Branch Sequencers

12.4 Branch Sequencers

In a classical finite state machine, the next states are explicitly computed as output functions of the machine. One straightforward strategy is to place the bits representing the next state in a ROM addressed by the current state and the inputs. The problem with this approach is that the ROM doubles in size for each additional input.

The jump counter represents a trade-off between ROM size and external circuitry. Only jump states are placed in ROM. In a pure jump counter, the ROM is addressed only by the current state. Even the hybrid approach typically selects a small subset of the inputs to form part of the ROM address. Other machine outputs are formed by logic that combines the decoded state and the processor's inputs.

Our next organization is called a branch sequencer. It stands between the two extremes of a ROM-based classical state machine implementation and the jump counter. The next states are stored in a ROM, but each state is constrained to have only a limited number of next states, which is always a power of 2.

Since it is rarely the case that the finite state machine needs to see all of its inputs to determine the next state in any given state, only a (preferably small) subset of the inputs must be examined. The idea is to use some external logic to select the appropriate input subset, determined by the machine's current state, to use as part of the ROM address. The ROM word at this address will contain the machine's next state. In return for a small amount of external hardware, the size of the ROM can be dramatically reduced.

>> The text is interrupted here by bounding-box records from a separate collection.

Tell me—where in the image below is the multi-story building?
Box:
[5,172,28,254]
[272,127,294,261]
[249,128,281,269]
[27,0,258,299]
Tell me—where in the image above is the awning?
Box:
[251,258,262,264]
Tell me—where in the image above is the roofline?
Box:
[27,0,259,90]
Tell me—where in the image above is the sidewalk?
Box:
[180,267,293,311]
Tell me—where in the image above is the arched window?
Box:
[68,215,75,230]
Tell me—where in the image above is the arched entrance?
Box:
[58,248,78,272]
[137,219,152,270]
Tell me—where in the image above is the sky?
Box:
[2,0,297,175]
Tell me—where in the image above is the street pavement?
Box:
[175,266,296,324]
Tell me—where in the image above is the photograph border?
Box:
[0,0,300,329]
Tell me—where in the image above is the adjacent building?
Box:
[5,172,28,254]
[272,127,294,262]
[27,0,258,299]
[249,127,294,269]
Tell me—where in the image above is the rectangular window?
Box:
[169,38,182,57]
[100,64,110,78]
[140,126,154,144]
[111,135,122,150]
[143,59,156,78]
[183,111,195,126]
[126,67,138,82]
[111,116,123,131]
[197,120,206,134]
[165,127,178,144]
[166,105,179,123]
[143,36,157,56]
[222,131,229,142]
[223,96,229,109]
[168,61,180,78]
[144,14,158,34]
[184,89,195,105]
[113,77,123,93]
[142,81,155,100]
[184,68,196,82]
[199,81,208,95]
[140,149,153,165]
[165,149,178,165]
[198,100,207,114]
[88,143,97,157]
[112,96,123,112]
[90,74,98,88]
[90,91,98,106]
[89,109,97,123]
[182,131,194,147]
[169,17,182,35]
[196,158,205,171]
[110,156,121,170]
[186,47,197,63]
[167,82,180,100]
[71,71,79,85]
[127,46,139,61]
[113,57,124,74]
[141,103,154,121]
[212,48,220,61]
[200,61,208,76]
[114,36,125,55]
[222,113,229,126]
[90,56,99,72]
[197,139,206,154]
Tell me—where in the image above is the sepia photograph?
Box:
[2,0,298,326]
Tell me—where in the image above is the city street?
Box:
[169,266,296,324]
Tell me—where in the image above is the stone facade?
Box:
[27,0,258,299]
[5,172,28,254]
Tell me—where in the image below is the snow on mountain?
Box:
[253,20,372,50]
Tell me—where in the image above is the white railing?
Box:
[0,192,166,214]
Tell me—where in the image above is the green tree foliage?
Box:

12.4.1 Organization of a Branch Sequencer

Example Four-Way Branch Sequencer Figure 12.19 shows the structure of a 22 or four-way branch sequencer implementing a Mealy controller. The high-order bits of the ROM address are formed by the current state, the low-order bits by the values of the two inputs a and b. Thus, each state has four possible next states. If a given state has only one next state, the same value is placed in all four of the ROM words dedicated to storing its next state and outputs.

Notice that the address bits a and b are driven by multiplexer outputs. The state selects among the inputs the particular two-input subset that determines the machine's next state.

As an example, consider the Mealy state machine for the simple CPU (Figure 11.23). The inputs to the machine are the Wait signal, the high--order bit of the AC, and the two IR op code bits. In the operation decode state, OD, only the IR bits need to be examined to determine the next state. In the state that executes the BRN instruction, the machine looks only at AC<15>. Many of the other states need only test the Wait signal. No state needs access to more than two of the four possible inputs.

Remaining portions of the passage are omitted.